Bechdel was introduced by some Rutgers Ph.D. blah-blah-blah who works for the Village Voice or something. I’m sure she’s perfectly nice and respectable and talented, but her intro was way too long – I wanted to see Bechdel, not some Rutgers alumnus muckety-muck.
Anyway, Bechdel took the podium and started the reading by giving a sort of introductory lecture on her initial fascination with comics and drawing, and how that translated into this career she has now. She talked about the strong connection she felt to the work of Charles Addams (creator of the Addams Family), both because her house resembled the Addams’ house, with very ornate and complicated decor, and also because the truth in Addams’ cartoons didn’t quite match up to how it appeared – and Bechdel felt the same could be said about her own home life. She even showed, at some point, how she wanted to use a panel of Addams’ in her book – but instead of just inserting the original Addams panel, she painstakingly recreated it by hand.
After the introduction, Bechdel read the first chapter of Fun Home. Something about the meeting of Bechdel’s voice and her art on the screen was mesmerizing: the audience was absolutely silent for the entire reading of Chapter 1. The reading managed to give the novel a whole new dimension, and I was totally entranced in the story all over again. I’d forgotten how carefully (and how artfully) Bechdel had managed to weave the narrative of her own life with the narrative of famous literature – the first chapter of Fun Home focuses on the familiar story of Icarus and Daedalus, where her father is both Daedalus (so focused on his own passion that he is unaffected by the suffering of others) and minotaur (ferocious and unpredictable).
After the reading from the book, Bechdel showed some slides (and a brief move) demonstrating the technical aspect of her creative process: the actual steps to drawing and shading a panel, creating the novel, etc.
Bechdel was charming, self-deprecating, and candid. It was an amazing experience to hear her last night. I’m glad I got over that whole “comics are for nerds” phobia I had, because this book was truly awesome.
Rick Rottman, over at BentCorner, has blogged before about the idea of feminists reacting to events in the world of comics (When Fangirls Attack is a website compiling articles on gender politics in comics), which leads me to wonder: how well balanced is gender in the comic industry? How are women represented? The old stereotype, of course, is that consumers and readers of comics are nerdy, lonely adolescent boys who can’t get laid and so they play D&D, read comics, and use the women depicted in the comics as fuel for their fantasies.
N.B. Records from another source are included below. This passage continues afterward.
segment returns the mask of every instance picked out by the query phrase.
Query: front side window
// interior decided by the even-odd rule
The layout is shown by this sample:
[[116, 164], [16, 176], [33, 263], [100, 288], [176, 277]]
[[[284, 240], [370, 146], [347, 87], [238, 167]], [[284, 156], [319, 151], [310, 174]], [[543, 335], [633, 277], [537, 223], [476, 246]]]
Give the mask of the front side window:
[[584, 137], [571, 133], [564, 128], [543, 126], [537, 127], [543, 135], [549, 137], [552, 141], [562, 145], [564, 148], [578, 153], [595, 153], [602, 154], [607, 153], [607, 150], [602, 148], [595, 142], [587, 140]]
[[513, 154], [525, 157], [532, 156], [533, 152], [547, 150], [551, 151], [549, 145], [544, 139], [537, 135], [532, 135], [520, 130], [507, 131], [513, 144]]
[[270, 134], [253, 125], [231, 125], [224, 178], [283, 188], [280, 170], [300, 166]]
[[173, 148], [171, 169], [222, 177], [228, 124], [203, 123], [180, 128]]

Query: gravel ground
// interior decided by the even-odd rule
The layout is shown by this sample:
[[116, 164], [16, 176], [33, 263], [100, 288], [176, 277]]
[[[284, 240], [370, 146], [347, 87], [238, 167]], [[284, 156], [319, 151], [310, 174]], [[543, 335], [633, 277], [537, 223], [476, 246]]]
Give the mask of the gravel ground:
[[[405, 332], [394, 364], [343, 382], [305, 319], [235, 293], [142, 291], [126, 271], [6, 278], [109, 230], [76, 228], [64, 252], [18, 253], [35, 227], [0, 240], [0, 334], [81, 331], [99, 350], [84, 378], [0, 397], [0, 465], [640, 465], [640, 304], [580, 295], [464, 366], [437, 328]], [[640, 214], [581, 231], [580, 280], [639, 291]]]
I haven’t ever read or heard much about women being into comics, women creating them, etc. And having seen only a small amount of the artwork involved in what I considered standard comic fare, the sex appeal of women was definitely played up.
Of course, I’ve never delved too deeply into any of these subjects because – I’m totally game to admit this – I was a genre snob. I totally believed that good literature simply couldn’t exist in the comic package, and I was perfectly content to dismiss the entire genre on the basis of my unresearched, uneducated opinions.
So maybe it’s fitting that it was a lesbian (who appears to be a feminist) taking liberties with famous literature that first destroyed my perceptions of what comics are and can be. And the mainstream press was all over this one too: New York Times, Los Angeles Times, San Francisco Chronicle, Boston Globe, Washington Post, Entertainment Weekly, USA Today, Time – the list of outlets praising Bechdel’s novel goes on and on. Maybe it’s because Bechdel’s pairing of the comic form with her memoir content is easily accessible to most people: there’s no suspension of disbelief required, no need to understand fantasy or alternate realities or superheroes. Does this make the genre easier to handle? To interact with? Maybe it’s the familiar literature that she braids into her own life: Greek mythology, Fitzgerald, Camus – these are names lit snobs like myself know and love.
I’m not sure how the comic industry received Fun Home – perhaps the reception wasn’t quite so warm. But it’s interesting that a gay woman brings some positive mainstream media attention to an industry that can often be perceived as potentially sexist (even misogynistic at times).